A 24-hour Design Challenge: Rigorous Trust to The Team and to Myself

For this 24 hours design challenge, we were asked to design for an Amazon subsidiary called Audible to address the navigation problems users have when listening to an audiobook, considering various use cases as well as devices. From this intense project, I learned how to make the best use of every minute, set a flexible agenda, take breaks and most importantly, trust rigorously and communicate directly to teammates as well as to myself.

Make decisions quickly with little data

One of the most frustrating moments I had during this project was when we tried to narrow down the problem space. We don’t have enough time to get solid research or enough data to support our decision. Standing in front of the whiteboard, full of insights and assumptions gained from prompt and our own using experience, we had no idea which was the right problem to get started.

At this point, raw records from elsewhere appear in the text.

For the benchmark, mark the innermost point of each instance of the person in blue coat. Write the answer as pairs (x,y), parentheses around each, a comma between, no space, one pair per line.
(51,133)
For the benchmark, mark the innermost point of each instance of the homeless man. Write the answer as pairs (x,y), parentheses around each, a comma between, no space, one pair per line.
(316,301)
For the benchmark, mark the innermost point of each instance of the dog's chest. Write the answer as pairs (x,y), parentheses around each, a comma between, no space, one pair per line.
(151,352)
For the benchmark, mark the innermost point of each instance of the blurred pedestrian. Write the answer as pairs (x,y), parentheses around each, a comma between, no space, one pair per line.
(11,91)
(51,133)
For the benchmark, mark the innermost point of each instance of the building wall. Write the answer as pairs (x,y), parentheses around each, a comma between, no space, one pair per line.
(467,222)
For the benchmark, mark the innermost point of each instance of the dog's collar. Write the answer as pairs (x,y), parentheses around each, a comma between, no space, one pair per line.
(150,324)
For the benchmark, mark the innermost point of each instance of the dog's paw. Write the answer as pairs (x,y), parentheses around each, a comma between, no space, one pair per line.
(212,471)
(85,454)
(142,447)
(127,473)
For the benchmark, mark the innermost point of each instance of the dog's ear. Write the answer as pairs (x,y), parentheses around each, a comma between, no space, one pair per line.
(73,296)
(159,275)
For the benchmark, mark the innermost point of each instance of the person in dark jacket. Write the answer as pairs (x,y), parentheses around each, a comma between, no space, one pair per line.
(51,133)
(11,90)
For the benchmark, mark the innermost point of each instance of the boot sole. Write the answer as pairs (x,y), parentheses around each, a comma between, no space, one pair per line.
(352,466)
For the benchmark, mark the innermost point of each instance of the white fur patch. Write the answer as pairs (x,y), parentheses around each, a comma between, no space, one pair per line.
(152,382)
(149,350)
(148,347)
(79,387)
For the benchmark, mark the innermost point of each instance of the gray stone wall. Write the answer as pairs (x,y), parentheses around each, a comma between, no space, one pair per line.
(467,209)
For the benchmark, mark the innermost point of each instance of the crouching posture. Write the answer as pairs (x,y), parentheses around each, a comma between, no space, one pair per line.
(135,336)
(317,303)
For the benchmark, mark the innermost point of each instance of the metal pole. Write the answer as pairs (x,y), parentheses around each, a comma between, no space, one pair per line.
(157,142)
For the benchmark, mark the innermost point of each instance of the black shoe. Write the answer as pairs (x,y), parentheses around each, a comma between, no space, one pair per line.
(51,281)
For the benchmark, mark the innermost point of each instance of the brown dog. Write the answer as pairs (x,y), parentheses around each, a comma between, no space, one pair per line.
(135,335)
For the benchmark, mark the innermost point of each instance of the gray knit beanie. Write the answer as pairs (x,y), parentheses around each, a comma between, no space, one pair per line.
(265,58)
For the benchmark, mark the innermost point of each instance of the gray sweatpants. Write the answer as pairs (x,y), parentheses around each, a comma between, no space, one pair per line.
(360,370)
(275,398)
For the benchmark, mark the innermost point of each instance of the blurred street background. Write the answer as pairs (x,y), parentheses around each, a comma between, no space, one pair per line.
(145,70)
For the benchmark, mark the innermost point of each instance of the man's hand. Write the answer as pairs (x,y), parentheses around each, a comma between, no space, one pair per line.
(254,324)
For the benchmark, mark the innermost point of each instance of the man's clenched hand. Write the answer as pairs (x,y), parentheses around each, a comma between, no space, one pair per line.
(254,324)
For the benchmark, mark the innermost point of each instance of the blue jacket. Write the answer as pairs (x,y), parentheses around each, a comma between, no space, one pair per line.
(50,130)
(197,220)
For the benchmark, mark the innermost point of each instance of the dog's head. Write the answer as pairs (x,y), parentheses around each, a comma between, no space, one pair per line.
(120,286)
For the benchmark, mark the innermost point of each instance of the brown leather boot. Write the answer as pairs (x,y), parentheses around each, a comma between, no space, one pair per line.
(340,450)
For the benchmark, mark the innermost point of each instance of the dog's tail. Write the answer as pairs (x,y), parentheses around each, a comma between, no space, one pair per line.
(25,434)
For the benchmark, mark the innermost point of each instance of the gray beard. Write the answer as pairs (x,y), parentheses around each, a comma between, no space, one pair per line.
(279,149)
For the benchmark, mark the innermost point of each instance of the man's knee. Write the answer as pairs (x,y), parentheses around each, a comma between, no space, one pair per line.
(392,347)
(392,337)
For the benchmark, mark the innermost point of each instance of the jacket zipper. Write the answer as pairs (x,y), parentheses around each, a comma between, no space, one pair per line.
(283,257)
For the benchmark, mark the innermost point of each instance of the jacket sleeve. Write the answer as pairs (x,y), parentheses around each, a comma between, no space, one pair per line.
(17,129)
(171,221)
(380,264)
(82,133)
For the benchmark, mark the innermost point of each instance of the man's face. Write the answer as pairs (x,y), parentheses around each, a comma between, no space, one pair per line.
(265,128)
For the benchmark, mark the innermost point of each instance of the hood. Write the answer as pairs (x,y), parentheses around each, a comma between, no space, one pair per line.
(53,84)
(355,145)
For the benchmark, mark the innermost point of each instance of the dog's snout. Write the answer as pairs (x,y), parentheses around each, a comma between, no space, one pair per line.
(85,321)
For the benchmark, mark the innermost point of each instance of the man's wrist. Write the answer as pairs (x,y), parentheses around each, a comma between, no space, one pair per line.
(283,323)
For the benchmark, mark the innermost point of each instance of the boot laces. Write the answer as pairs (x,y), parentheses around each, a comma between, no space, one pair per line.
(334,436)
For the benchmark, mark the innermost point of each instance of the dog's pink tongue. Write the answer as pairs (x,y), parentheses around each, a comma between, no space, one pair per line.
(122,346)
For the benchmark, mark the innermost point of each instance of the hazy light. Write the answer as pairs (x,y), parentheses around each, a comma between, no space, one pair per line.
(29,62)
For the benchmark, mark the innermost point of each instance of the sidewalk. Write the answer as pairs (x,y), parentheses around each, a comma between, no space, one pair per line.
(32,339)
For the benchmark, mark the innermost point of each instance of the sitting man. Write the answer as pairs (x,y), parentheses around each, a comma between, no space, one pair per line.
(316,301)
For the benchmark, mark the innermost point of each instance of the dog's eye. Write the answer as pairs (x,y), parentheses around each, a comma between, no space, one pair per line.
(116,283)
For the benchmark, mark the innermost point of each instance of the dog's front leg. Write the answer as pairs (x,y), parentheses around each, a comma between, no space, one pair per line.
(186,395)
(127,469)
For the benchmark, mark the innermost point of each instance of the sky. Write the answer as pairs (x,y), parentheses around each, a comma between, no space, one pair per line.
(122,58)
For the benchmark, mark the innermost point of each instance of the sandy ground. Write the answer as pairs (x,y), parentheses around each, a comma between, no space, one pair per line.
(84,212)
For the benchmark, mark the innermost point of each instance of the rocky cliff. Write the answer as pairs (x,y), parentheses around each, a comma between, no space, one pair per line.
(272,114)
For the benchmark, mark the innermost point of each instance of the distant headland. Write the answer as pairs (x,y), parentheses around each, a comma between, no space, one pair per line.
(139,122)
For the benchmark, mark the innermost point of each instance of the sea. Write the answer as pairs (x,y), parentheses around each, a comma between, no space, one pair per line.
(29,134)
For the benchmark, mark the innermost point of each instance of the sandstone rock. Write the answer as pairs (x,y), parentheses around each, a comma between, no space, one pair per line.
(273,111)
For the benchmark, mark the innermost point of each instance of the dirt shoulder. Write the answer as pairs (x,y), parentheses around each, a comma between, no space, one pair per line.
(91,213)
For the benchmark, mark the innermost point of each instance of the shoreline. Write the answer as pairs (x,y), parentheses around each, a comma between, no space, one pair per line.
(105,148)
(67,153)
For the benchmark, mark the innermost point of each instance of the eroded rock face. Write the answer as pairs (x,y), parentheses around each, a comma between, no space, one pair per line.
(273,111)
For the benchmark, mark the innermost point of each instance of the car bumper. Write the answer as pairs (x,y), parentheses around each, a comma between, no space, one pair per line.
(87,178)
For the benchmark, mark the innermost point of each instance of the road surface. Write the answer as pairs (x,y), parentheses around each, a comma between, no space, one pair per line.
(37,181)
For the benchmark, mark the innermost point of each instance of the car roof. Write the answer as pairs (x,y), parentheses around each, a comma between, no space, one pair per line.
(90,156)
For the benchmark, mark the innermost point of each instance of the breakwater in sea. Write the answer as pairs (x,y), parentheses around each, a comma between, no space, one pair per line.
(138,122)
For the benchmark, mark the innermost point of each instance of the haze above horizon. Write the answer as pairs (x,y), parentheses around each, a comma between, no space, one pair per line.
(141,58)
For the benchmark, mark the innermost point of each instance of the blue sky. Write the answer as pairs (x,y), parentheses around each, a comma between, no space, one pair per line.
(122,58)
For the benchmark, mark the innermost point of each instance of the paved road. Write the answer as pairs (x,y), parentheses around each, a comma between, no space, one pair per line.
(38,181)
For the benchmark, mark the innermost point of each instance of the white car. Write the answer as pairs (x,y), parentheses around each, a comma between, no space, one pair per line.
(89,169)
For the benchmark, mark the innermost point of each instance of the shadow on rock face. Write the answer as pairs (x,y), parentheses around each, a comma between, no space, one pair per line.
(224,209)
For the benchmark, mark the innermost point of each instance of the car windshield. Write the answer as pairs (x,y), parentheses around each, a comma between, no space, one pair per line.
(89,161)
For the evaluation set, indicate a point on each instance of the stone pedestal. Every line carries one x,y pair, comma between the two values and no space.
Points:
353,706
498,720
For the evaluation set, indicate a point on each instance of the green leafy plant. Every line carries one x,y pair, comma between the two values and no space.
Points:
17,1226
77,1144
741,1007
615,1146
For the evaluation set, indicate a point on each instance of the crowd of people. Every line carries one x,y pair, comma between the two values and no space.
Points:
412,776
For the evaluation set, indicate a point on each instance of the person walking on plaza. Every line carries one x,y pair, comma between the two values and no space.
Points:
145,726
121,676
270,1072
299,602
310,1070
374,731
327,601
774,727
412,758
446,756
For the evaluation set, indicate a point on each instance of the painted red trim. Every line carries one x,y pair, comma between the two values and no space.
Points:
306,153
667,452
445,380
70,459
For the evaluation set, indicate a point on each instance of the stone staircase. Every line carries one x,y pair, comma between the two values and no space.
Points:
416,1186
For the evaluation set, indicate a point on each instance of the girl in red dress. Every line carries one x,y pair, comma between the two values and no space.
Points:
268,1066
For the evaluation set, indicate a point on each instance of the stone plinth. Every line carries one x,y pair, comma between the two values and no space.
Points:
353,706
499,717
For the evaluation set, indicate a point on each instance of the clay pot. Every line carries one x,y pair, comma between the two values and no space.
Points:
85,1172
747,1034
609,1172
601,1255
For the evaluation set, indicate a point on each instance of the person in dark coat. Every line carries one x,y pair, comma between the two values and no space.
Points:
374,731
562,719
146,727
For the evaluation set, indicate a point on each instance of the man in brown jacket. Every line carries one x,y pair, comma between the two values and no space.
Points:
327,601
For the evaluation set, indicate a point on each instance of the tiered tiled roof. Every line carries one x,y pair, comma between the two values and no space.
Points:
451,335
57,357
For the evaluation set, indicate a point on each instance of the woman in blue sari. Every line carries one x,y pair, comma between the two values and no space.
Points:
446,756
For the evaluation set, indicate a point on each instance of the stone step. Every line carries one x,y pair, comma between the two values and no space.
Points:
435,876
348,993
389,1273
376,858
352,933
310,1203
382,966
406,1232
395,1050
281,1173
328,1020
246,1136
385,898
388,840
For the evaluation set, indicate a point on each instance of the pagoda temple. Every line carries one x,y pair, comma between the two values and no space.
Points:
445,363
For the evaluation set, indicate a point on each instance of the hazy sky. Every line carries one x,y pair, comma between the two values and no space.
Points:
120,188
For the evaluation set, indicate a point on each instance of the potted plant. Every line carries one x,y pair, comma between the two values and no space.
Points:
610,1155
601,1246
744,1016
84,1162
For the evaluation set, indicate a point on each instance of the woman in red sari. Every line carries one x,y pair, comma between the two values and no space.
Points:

Hours passed, we were way behind the schedule. I will never forget the anxiety I felt at that time. Finally, we just picked one problem we all agreed that had design opportunities achievable within 8 hours. Because most of our teammates worked together before, we trusted each other a lot, and because we used the thumb-vote very frequently, we were able to make decisions quickly and make sure everybody was on the same page. Later when we talked to professor about our solution, his reply was very instrumental :

“ When there is not enough research data or rationale to support how to narrow down the problem space, one of the solution is to choose a design problem that can cover more use cases or user groups.”
voting protocol helps to make team decision quickly and effectively

Effectively communicate with stakeholders very early on

We pulled out the prompt at 12:30 pm Thursday, and we had our first meeting with Marty, our “stakeholder”, to seek design suggestions at 9:00 pm , when there was only 7 hours left to the deadline. This was the biggest mistake we made: we focused too much on making team agenda and forgot to book time with stakeholder as early as possible. By talking with Marty, we finally realized that our solution was based on a too ideal assumption that users will use the app only when they are free and looking at the cellphone. What about when they are running, driving, or being occupied by other tasks? Thanks to the trust and effort every teammates put in, we finally expanded our original idea to other moving use scenarios and finished all the design tasks on time.

Still, this thrilling experience helps me to remember an important lesson: Check the schedule of stakeholders and managers at the beginning of a design project and involve them into design process as much as possible. They play an important role in helping the project move forward and making design decisions.

Love my teammates

Before this project, I never imagined that I can collaborate with other people from different backgrounds to champion a design challenge within 24 hours (we even took our own photos for the presentation slide). This all attributes to the wonderful teamwork. I really love my team!! We respect each other and everybody contributes a lot. This makes me realize that how important building close team relationship is, even more crucial than having a successful design outcome for one time.

(Meet our design character “Faith”, who doesn’t look like one of our teammates Hope at all!!)

Special thanks to professor Marty Siegel and all the teammates!